It's been over a year now that I've been studying the social CRM landscape, and lately I've noticed a number of blogs and articles suggesting a waning enthusiasm for social CRM and social media in general. To counterbalance the drumbeat from the pundits—myself included—who have touted it as a game changer, there's a buzz that suggests it may be more myth than reality. Or, at the very least, that it's time to dial back the exuberance and examine what social CRM really means for a company and how it can be executed.
Frankly, this doesn't surprise me. We're seeing social media follow a familiar pattern for technology trends. First it is introduced by the fringe and spreads like wildfire until it reaches critical mass (in this case, with stunning speed of adoption). Within a very short timeframe, businesses everywhere feel pressure to get on board. The 2011 IBM study on social CRM clearly illustrated this, with 70 percent of executives saying they risk being perceived as out of touch if they don't have a social media presence.
But presence does not connection make, and herein lies the rub. The companies that staked their virtual claim in the blogosphere now need to build something of value for the customers they hope to attract. Customers may explore a company's social community initially, but if their expectations aren't met, they aren't compelled to return. And so, predictably, we are seeing some social media burnout, with organizations questioning the validity and need for social CRM.

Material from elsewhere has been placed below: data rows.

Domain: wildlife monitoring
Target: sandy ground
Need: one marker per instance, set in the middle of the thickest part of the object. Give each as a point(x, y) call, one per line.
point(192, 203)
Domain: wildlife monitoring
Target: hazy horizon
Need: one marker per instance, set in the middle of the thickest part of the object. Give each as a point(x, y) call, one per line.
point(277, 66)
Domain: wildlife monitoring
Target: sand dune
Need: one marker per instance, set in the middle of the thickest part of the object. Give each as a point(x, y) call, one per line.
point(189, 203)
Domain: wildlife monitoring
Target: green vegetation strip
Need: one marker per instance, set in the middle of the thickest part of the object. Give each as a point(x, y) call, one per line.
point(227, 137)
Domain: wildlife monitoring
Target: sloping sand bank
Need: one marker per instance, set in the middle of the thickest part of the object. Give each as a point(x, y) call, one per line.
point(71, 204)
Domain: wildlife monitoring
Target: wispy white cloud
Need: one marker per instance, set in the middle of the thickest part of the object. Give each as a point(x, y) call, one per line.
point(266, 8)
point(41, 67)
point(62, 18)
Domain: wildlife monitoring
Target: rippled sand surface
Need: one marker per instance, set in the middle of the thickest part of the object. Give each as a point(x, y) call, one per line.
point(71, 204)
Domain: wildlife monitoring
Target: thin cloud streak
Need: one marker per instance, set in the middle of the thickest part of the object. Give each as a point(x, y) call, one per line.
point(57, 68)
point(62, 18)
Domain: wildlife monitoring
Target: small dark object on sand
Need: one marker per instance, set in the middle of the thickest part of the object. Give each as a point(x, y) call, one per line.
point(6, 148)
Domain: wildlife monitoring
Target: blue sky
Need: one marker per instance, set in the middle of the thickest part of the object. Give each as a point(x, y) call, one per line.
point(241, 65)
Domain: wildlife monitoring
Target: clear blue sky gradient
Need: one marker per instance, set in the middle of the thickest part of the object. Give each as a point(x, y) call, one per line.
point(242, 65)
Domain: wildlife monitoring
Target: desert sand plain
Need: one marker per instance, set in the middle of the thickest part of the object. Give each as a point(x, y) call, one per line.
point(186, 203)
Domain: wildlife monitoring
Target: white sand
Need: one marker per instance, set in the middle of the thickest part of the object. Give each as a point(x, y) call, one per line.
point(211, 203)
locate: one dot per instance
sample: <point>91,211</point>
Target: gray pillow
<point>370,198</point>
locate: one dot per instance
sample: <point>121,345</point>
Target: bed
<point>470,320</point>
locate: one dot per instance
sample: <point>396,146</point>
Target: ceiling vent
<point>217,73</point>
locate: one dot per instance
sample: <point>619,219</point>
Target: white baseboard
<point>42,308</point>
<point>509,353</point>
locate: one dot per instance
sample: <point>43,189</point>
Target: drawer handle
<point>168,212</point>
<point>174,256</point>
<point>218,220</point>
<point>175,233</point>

But, like the dot.com boom, bust, and resurrection, I suspect we will see a winnowing of businesses' uninspired social initiatives. What will emerge from the ashes will be innovative uses for social that may look very different from businesses' Facebook pages and tweets of today.
Which brings me to what I think is at the root of this discomfort with social CRM: It starts with the definition of CRM, and the old tension between CRM and CEM—customer experience management.
Many companies have assumed if they have a CRM strategy, they have a CEM strategy, but they are indeed very different things. I once had a client who said he had a customer experience strategy because he had multiple tiers of customer treatments for his service center based on the value the customer represented to the business. These scenarios, from cold transfers for low-value clients to warm hand-offs for high-value ones, defined the types of experiences customers would receive, and this, to his way of thinking, comprised a customer experience strategy.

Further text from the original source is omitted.